Assume that the signal that you have obtained is 1 sec long and is named x[n]. The windowing function is 5 msec long and is named w[n]. Place the window at the start of the signal (so the end of the window coincides with the 5ms point of the signal) and multiply the x[n] and w[n] like so:
y[n] = x[n] * w[n] - point by point multiplication of the signals.
Take an FFT of y[n].
Then you shift the window by a small amount (say 2.5 msec). So now the window stretches from 2.5ms to 7.5 ms of the signal x[n]. Repeat the multiplication and FFT generation steps. In other words, you have an overlap of 2.5 msec. You will see that changing the length of the window and the overlap gives you different resolutions on the time and Frequency axis.
Once you do this, you need to feed all the data into a matrix and then have it displayed. The overlap is for minimising the errors that might arise at boundaries and also to get more consistent measurements over such short time frames.

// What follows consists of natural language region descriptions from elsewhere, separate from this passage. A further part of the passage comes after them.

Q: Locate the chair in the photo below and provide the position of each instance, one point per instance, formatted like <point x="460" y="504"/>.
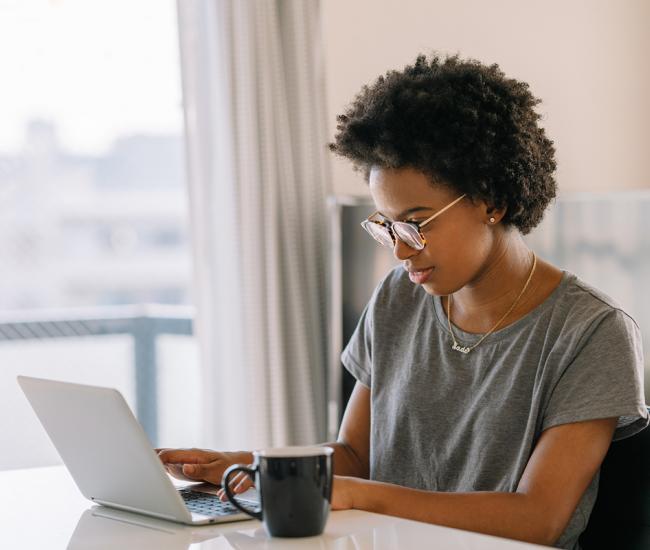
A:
<point x="621" y="516"/>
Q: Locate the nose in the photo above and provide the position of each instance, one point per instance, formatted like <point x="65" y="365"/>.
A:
<point x="402" y="251"/>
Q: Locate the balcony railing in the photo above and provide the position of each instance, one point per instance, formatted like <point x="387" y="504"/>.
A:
<point x="143" y="323"/>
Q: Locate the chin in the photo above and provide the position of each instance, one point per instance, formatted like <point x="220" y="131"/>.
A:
<point x="433" y="290"/>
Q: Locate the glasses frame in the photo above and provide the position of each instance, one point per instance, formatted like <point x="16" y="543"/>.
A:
<point x="389" y="225"/>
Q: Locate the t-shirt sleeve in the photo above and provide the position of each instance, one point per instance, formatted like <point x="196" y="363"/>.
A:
<point x="604" y="379"/>
<point x="357" y="355"/>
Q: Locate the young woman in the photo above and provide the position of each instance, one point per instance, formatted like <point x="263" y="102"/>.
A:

P.S: If you had understood STFT and other time-frequency decompositions of a signal, then you should have had no problems with steps 2 and 4. That you have not understood the above mentioned steps makes me feel like you should revisit time-frequency decompositions also.
You can create a realtime FFT by choosing a short time-span and analysing (FFT'ing) just that time-span. You can probably get away with just selecting non-overlapping timespans of say 100-500 milliseconds; the analytically purer way to do this would be using a sliding-window (again of e.g. 100-500 ms), but that is often unnecessary and you can show nice graphics with the non-overlapping timespans without much processing power.
Real-time FFT means completely different from what you just described. It means that for given N and X[N] your algorithm gives Fx[i] while incrementing value i. Meaning, proceeding value does not compute until current value computation completed. This is completely different from what you just described.
Hardware usually uses FFT with around 1k-16k points. Fixed N, not real-time computation. Moving window FFT as described with previous answers.